料理文化と火の使い方
目次
IHの話
さて、和洋中の火の使い方を見てきました。
IHは、「丸底の鍋は使えない」「鍋を置いている間しか熱くならない」など、フランス料理の火の使い方に適していることがわかるかと思います。
ではそれ以外の料理は出来ないのか? といえば、もちろんそんなことはありません。ここで火の使い方の「文化」を長々と論じてきたのは、料理に使われる動作の一つ一つの意味を知ってほしかったからです。
たとえば、中華料理の「火をくぐらせる」動作。これは、鍋の熱い部分に食材を移動する、食材を混ぜる、水蒸気を飛ばす、という3つの動作が一体となったものです。
IHで同じことをやりたい場合、フライパンを使うことになります。火力はガスより強火に出来るため、「熱い部分に食材を移動する」必要はありません。そして、鍋は置いたまま、食材を持ち上げて落とします。チャーハンなどの場合、両手にヘラを持って持ち上げて落とすと良いでしょう。これで混ぜる、水蒸気を飛ばす、の動作を同時に行うことが出来ます。
フレンチでは弱火を多用しますが、こちらはガスよりもIH向けです。最初に書いたとおり、IHはフレンチに近い概念で考えられていますので。
一番弱火にした場合、「湯煎した程度」の温め方しかしません。そのままバターやチョコレートを溶かしても焦げないくらい。

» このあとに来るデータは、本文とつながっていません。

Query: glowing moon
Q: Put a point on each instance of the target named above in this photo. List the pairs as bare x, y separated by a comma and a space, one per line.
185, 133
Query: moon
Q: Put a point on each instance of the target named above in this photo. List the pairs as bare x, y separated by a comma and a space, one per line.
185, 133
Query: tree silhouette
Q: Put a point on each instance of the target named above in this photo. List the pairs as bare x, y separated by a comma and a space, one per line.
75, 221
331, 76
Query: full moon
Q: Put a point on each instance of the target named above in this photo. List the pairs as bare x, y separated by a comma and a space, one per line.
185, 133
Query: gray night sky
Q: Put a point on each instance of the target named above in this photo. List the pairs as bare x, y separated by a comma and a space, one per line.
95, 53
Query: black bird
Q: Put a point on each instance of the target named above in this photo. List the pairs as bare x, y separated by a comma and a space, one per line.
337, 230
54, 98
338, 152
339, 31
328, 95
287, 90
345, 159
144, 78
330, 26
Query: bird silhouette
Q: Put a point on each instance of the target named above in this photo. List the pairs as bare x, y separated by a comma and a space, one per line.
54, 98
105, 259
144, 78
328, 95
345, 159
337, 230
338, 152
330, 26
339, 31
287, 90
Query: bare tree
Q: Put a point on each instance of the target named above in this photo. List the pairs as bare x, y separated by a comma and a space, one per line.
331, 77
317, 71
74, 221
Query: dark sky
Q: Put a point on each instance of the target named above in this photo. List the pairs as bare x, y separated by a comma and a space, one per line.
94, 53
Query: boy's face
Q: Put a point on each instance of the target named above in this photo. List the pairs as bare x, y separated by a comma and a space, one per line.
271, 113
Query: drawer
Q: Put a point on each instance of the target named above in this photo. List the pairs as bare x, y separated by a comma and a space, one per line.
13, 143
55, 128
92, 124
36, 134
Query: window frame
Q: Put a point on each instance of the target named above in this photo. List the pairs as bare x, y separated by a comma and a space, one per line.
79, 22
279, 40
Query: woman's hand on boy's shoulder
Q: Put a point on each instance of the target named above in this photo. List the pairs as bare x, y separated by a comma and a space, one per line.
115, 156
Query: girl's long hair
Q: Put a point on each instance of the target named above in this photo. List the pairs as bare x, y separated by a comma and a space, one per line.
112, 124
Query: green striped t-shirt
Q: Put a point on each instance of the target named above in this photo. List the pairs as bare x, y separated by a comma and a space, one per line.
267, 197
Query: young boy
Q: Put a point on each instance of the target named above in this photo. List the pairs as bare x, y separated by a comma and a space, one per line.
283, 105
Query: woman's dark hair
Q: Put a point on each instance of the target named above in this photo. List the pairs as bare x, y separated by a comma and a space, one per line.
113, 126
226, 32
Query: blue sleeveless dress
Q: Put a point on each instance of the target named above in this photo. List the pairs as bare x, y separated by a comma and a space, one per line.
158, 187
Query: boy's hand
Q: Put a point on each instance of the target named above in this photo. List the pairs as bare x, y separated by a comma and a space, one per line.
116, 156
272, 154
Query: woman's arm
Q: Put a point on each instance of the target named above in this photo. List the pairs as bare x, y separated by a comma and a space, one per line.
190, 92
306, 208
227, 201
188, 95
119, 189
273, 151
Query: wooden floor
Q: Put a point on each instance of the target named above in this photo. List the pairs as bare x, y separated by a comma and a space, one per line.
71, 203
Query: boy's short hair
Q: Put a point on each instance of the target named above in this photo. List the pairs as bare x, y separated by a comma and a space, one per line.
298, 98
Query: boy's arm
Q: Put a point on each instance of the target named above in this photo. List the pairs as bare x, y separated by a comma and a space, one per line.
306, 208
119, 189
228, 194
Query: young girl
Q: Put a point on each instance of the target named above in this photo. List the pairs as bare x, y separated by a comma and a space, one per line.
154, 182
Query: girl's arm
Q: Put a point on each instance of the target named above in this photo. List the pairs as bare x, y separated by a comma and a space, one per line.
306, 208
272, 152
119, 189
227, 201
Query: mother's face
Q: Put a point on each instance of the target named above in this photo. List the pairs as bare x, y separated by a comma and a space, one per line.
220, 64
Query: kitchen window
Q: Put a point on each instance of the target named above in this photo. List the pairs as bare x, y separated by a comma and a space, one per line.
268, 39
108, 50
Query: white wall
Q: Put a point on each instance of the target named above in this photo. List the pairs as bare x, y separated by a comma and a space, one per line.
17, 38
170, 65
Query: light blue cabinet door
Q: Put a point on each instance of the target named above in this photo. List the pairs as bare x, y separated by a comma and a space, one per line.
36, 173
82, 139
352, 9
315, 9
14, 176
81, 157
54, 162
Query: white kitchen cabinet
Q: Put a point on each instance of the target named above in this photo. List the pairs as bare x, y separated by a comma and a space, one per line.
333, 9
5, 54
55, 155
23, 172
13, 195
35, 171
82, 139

ガスだと、古いコンロでは「絹火」(とろ火より弱い状態)にでも出来ました。でも、あまり弱火にして火が消えると危険なので、最近のコンロでは余り弱い火にはできないようになっています。
魚焼きグリルに関しても…これは、実のところ「IH」ではなく電熱線ヒーターですが、ガスと違って燃焼しないので水蒸気は出しません。そのため、上下から熱を加えても問題なく、ガスの魚焼きグリルよりもむしろ「七輪で炭で焼く」状態に近いです。
魚焼きグリルというより、事実上電気オーブンに近いものだと考えたほうが良いでしょう。パンやピザ、ケーキまで焼ける機種もあります。(「そういうレシピを考案できるか」というだけの話だと思うが)
餅や海苔は焼けるのかって? …いや、駄目です。IHも万能ではないです。というか、フランス料理のストーブでも焼けないし。まぁ、通常はラジエントヒーター(IHではなく、電熱コンロに近い)が付いているので、そこで焼くことは可能です。もっとも、先にあげたようにガスコンロでも水蒸気が出るので、本来の意味で「海苔を焼く」(水分を飛ばしてパリッとさせる)のには適していません。焼きたいなら炭火でなくちゃ。
同じく、焼きナスもできません。トマトやピーマンの火剥きもできません。ラタトゥイユとか作る時は、ピーマンの皮剥いたほうがいいんだけど…。まぁ、これもラジエントヒーター使えば出来るのだけど、実際「わざわざそこまでしないでもいい」と思って僕はラジエントヒーターを一度も使っていません。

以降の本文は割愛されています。